Many Utah fathers — and mothers in some cases — understand and embrace their duty to support their children after a divorce. Making child support payments is just part of what they do as good parents. This is how one out-of-state man feels about his obligation, but when his state began taking payments from both his full-time and part-time jobs, he had enough.
According to the state’s child support office in the area where the man lives, as long as the full amount of support is being paid each month from one employer, the income from a second employer will not be touched. However, that is exactly what happened to the father in question. Even though the man was up-to-date on his child support, the state began garnishing his checks from both jobs.
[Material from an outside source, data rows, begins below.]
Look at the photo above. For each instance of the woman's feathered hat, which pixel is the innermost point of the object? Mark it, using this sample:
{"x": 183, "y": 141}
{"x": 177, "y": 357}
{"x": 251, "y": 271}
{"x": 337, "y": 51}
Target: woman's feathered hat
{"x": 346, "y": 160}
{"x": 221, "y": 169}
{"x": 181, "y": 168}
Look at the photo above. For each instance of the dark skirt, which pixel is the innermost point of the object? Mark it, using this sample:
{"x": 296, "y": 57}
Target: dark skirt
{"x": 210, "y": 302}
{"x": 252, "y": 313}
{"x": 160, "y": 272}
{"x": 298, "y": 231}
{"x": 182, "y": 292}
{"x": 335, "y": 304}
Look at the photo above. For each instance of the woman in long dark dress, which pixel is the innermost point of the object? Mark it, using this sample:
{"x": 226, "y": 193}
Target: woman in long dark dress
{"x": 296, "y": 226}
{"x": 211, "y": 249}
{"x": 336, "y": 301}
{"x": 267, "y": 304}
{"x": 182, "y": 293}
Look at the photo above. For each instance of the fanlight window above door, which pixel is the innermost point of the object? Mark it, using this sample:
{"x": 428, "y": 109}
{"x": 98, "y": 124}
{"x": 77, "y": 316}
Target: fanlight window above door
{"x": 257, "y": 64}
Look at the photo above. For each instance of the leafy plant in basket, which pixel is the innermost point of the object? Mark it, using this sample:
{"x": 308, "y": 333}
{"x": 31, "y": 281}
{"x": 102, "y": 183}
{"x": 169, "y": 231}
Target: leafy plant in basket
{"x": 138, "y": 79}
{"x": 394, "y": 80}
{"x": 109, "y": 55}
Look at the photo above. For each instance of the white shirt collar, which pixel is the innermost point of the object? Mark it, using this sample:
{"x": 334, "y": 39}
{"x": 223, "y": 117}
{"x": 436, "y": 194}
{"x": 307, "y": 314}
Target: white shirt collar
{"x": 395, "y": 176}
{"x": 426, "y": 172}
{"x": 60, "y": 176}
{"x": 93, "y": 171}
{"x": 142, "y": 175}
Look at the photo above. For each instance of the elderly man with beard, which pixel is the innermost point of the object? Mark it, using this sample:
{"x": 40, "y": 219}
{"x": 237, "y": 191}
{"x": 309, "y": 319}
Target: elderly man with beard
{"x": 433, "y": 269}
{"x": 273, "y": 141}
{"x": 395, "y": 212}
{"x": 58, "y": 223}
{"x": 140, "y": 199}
Even though the state says this should not happen, this was the second time it had happened to him.
Unfortunately, the man had to enlist the assistance of a local Knoxville, Tennessee, television station to get the issue resolved. When he contacted the child support office about the mix-up himself, he got nowhere. Unfortunately, these offices deal far too often with parents who either can’t or won’t pay their obligations, and they may not be used to dealing with a father who is actually overpaying.
Non-custodial parents in Utah who discover that they are being overcharged or double-billed for their payments have the right to get it fixed. So long as there are no child support arrears owed, nothing more than the court-ordered amount should be garnished. Parents need to take care of their children financially, but they also have the right to do it fairly and be able to support themselves at the same time.